Embedding Representations of Electronic Medical Records

When:
31/05/2021 – 01/06/2021 all-day
2021-05-31T02:00:00+02:00
2021-06-01T02:00:00+02:00

Offre en lien avec l’Action/le Réseau : – — –/– — –

Laboratoire/Entreprise : CHU de Lille – INCLUDE
Durée : 6 months
Contact : include@chru-lille.fr
Date limite de publication : 2021-05-31

Contexte :
1. Medical Context

The High Council on Public Health estimates that 15 million people in France suffer from one or more chronic diseases. This number has increased substantially in recent years, for two main reasons: population ageing, and improved treatments (meaning that formerly fatal, acute diseases have become chronic conditions). In the move towards personalized medicine, there is an increasing need for tools that can detect chronic diseases, provide prognostic information, and predict the occurrence of complications and exacerbations leading to hospitalization.
Furthermore, medical nosology is becoming increasingly complex. The numbers of disease entities, diagnostic tests, biomarkers and treatment modalities have increased exponentially over recent years. As a result, clinical decision-making has also become more complex, and requires the integration and synthesis of a large amount of clinical information. Based on the patient’s complaint and initial signs and symptoms, the physician seeks to rule out a number of potentially serious differential diagnoses. The most useful disease characteristics are identified; when the probability of one of the diagnoses reaches a predetermined level of acceptability, the process is stopped, and the diagnosis is accepted. In some senses, the physician acts as a classifier.
All French hospitals collect medical and administrative data as part of hospital invoicing. Their electronic medical records (EMRs) notably contain original data on lab results, drug prescriptions, and clinical notes. Furthermore, information on outpatients and causes of death are provided as part of the SNDS (Système National des Données de Santé). It is now possible to consider linking outpatient and inpatient data, for a full analysis of the care pathways followed by patients with chronic diseases.
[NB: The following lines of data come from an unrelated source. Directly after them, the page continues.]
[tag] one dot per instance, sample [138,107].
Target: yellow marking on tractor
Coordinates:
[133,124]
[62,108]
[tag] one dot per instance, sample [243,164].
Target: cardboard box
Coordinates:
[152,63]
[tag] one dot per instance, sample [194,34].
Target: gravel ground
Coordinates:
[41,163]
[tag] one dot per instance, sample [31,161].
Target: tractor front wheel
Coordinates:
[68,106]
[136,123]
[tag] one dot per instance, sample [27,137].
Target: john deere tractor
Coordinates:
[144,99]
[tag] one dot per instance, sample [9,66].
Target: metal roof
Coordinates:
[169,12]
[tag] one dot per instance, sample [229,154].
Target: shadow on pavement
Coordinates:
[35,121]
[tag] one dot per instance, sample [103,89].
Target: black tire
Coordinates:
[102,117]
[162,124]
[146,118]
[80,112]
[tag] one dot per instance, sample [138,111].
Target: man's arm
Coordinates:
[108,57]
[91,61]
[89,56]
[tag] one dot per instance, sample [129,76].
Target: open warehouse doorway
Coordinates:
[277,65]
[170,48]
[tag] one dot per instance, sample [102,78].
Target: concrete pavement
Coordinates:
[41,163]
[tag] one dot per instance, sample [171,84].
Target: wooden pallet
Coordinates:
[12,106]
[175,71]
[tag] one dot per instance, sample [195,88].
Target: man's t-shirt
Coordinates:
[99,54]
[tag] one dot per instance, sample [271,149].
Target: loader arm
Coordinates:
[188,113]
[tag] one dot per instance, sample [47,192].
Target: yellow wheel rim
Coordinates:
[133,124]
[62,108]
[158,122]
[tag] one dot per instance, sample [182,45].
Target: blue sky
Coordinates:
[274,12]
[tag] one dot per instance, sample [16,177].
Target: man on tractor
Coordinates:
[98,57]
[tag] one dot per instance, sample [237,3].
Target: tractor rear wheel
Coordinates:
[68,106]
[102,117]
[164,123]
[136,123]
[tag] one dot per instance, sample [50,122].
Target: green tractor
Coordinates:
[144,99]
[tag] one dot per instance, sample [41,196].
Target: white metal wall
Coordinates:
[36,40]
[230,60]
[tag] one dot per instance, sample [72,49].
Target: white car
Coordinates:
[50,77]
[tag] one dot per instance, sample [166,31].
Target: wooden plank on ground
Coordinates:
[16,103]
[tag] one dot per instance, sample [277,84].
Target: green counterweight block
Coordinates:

Most of the today’s research projects have mainly used structured SNDS data. The search for predictive elements in EMRs requires a focus on more complex, unstructured data such as free text, event sequences, and changes over time in laboratory parameters. Structured information is coded using terminologies with a high number of component items (for example, there are 32,000 codes in the International Classification of Diseases, 10th Edition (ICD-10)); some of these correspond to very similar medical concepts, and could be grouped together and summarized.

2. Methodological context

Unsupervised and weakly-supervised statistical learning methods make it possible to consider building unified representations by synthesizing information from heterogeneous and (in some cases) unstructured data associated with patients. This can be done via “embedding” transformations that provide an alternative representation of the initial objects within a structured mathematical space. The typical purpose of an embedding is to represent initial objects in a small space that preserves or even reveals the structure of the relationships between objects. This is achieved via the introduction of a mathematical distance and/or a reduction in dimension with respect to the initial space.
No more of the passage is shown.